My answer was a 17-part megatweet. I’ve collected them here and done a little editing.

Wow, you folks are missing the big picture.

There are 4 fundamental problems which explain the core problems that lead to all the things mentioned by tweets so far:

1. A corporate culture built to ignore the big problems

When Eric Schmidt was CEO, he used to always say “increased revenue fixes all problems”. This is true for a startup: you can’t fix a problem without the funds to do it. Often a problem can’t be fixed until the revenue from a new customer enables it.

However he kept saying that even when it lead to a toxic culture of ignoring problems because revenue is increasing.

Raise a real problem? The response was “shut up… revenue is increasing, it must not be a problem: why are you whining?”

People that raised issues around Real Names, Shutting down APIs/products without enough warning, etc. etc. were classified as “chicken littles” and structurally ignored.

(In their defense, if an executive identified one of these problems it would get fixed with the full force of Google. This makes me think what was really going on was that it was the executive layer’s job to identify problems and delegate the remediation to others. However if you don’t communicate that to people, then “the others” will identify problems and be confused when they’re told “get back to your REAL job”)

2. An inherent inability to aggressively compete

When Larry became CEO, his strategy was to boldly create new markets with products only Google could create because of their unique technical size. Larry would add “best of all there’s no competition there!”

While this was a brilliant game-changer for the industry (Google X), it breeds a culture that doesn’t know how to deal with competition.

Contrast this to Microsoft where there is a culture of knowing the competition so well that you can deliver, deliver, deliver and and beat the competition. Wanna learn how MS did it? Read Chapman’s excellent (but horribly mis-titled) book. A better title would have been “How Microsoft beats everyone and continues to do so”.

3. Toxic efficency makes for bad customer support

An emphasis on efficiency that became toxic. I could tell 100 stories of brilliant ways that Google is more efficient, and creates virtuous circles that drive efficiency in everything they do.

Some day MBA textbooks will be written about this. Other companies need 10x the staffing or resources to do what Google does.

However this becomes toxic when they over-do it.

Rather than wanting customer support to not be needed for a product (a good ideal… all products should aspire to that!) becomes an executive mandate against creating customer support channels as if that would somehow enable developers to make worse products.

The customer support Google does provide seems like it can’t be too useful or executives will notice it exists.

4. Rewarding “new” over “improved”

Want a raise? Start a new product, don’t make an old product better.

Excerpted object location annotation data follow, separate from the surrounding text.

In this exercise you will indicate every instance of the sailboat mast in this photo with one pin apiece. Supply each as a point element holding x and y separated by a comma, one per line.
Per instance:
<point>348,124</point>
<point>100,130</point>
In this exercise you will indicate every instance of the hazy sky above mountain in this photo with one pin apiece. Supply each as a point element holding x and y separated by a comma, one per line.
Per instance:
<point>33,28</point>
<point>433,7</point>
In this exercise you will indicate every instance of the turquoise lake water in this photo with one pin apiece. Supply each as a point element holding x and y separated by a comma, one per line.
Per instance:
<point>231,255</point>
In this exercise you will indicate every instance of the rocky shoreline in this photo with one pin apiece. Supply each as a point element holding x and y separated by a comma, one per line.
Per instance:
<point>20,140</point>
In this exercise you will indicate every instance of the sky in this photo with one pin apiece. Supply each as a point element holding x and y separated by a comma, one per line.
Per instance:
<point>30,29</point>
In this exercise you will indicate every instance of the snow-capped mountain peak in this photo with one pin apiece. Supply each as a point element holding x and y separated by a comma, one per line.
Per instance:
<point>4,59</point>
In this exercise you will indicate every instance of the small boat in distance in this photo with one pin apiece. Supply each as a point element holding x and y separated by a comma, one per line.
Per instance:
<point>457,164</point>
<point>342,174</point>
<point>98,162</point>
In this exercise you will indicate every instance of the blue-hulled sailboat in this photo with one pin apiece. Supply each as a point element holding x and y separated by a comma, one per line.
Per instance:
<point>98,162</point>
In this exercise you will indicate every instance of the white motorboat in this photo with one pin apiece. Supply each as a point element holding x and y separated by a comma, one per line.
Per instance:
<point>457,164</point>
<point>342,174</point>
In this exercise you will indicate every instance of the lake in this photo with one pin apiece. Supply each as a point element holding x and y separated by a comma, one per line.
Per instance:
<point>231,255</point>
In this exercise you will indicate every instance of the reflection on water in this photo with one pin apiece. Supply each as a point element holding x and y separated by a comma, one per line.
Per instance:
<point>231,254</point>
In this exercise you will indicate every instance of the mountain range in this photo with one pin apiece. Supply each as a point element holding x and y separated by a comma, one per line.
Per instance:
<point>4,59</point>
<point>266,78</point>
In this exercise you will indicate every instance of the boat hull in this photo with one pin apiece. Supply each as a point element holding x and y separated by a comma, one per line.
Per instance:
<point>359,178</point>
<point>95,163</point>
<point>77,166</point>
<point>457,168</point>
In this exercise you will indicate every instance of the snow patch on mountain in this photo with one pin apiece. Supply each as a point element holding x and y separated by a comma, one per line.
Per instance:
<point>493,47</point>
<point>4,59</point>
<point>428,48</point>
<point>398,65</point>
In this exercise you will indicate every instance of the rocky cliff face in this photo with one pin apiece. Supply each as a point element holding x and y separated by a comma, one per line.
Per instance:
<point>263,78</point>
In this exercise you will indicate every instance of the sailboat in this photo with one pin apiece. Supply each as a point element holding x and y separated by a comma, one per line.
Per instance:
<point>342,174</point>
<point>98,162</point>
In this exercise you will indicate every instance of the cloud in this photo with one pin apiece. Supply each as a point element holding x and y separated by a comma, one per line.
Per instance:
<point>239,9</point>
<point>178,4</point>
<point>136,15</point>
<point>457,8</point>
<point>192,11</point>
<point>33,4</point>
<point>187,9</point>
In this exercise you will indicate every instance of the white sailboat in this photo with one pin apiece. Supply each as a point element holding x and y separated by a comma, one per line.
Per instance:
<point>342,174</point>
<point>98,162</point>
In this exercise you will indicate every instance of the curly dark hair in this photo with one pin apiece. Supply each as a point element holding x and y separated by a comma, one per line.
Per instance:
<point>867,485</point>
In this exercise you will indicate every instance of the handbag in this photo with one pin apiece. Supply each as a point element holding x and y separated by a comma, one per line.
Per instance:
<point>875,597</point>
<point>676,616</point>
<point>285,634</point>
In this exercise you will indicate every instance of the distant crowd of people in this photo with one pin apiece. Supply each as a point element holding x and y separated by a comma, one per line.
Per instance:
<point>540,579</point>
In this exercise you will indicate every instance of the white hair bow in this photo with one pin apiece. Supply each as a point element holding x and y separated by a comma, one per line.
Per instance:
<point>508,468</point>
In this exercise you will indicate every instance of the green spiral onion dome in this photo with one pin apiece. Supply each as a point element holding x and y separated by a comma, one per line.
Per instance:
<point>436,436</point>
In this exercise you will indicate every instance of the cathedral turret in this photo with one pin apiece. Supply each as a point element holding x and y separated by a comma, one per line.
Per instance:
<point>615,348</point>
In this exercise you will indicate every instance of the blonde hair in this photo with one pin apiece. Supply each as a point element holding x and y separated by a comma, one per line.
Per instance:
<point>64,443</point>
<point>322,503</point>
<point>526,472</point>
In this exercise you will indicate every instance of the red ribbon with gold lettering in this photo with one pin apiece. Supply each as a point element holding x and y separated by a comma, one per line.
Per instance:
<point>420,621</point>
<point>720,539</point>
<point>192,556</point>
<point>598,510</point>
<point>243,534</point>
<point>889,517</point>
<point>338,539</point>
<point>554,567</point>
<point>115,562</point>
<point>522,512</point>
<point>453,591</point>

Only losers fix problems.

Heck, GFS 5.0 was followed by “Colossus 1.0” because calling it GFS 6.0 wouldn’t have impressed the people that decide raises/promotions.

Now you understand why there are a zillion google chat platforms instead of one good one.

Ta da

I haven’t been an employee for 6 years so I assume a lot of this has changed. Heck, they have a new CEO, org structure, etc. How could it not change?

If anyone from Google would like to explain the current state of affairs I’m all ears.

That’s my time. Thank you for listening to my TEDx talk.